The Mountebank

Whitirea NZ and Long Cloud Youth Theatre

4th-12th September
109 Dixon Street

One part Twin Peaks, and one part murder mystery role-play, The Mountebank – the latest offering from Long Cloud Youth Theatre - is a befuddling promenade installation in which you get out only as much as you put in.

The company have taken over an empty commercial property on Dixon St and transformed it into the Mountebank Hotel (another successful deal from Urban Dream Brokerage) a clean and modern contemporary hotel, with white walls, shiny wooden floors and glass and aluminium fittings.  The audience are the guests at a party, and the caterers, musicians, function manager, and other hotel staff are all working for a shadowy figure known as ‘The Host’.  The guests are presented with a series of word puzzles to solve, and philosophical questions to answer as we mill and mingle awkwardly  - until eventually we spill out of the conference room and explore the rest of the hotel.

There is plenty to discover, and the nature of the work is one in which every participant will take a different path and experience a different journey.  A series of clues and coincidences send me to play cards with a pianist, to answer a riddle from the functions manager, to the surveillance room where I receive a mysterious phone call and eventually to an inner enclave with red party hats and fortune cookies.  Others have been drawn there also, by different means.  We have reached the end of the line.  Who is the Host?

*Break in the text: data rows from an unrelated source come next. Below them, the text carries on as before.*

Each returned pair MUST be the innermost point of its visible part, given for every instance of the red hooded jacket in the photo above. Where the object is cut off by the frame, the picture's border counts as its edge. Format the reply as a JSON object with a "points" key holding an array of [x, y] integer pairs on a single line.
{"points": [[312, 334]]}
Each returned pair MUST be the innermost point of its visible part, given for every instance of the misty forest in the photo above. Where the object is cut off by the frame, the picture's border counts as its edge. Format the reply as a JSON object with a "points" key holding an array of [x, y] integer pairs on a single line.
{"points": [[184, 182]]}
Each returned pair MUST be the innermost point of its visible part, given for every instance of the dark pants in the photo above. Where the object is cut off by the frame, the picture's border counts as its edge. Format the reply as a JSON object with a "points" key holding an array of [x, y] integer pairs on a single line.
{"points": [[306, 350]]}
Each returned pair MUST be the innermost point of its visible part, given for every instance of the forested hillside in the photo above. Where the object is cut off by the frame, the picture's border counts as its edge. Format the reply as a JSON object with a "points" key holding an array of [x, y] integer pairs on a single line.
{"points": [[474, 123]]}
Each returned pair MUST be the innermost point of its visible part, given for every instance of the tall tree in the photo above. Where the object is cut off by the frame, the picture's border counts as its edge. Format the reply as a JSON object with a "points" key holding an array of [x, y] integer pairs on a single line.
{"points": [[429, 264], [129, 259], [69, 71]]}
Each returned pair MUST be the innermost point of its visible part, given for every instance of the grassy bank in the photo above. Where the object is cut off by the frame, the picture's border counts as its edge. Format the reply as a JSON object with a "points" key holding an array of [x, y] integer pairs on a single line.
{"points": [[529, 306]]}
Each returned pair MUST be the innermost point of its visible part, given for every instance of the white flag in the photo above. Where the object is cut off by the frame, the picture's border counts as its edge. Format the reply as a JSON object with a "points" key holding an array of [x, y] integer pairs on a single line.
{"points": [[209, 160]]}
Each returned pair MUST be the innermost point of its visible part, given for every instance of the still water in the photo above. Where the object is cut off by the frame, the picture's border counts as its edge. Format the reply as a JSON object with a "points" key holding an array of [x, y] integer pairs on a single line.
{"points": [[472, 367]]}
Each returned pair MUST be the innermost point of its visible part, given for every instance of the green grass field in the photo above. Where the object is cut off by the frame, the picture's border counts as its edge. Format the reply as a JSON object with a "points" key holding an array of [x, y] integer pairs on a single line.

The game of it is pretty fun, and the atmosphere of surreal intrigue created by the company (under the direction of Stella Reid with assistance from Daniel Emms) is impressively maintained.  There are some powerful visuals and clever details: the reception desk at the end of a long shadowy hallway, a brochure advertising the conference facilities containing a word game for those with sharp eyes.

Unfortunately the final revelation does not satisfy, or live up to the games that have preceded it.  On opening night a group of girls in the final chamber refused to believe that the ending presented could be anything more than a trick – they were so certain there had to be a better payoff.

There was a lot of stuff about this show that I enjoyed - I love puzzles and mysterious thrillers, so the content was right up my alley – but the ending needs to punch as hard as the show that has preceded it.

Reviewed by Hannah Smith. 

When she's not making theatre, Hannah likes critiquing it, and is a contributing theatre reviewer for Theatreview, the New Zealand Listener, Broadway Baby and The Wireless.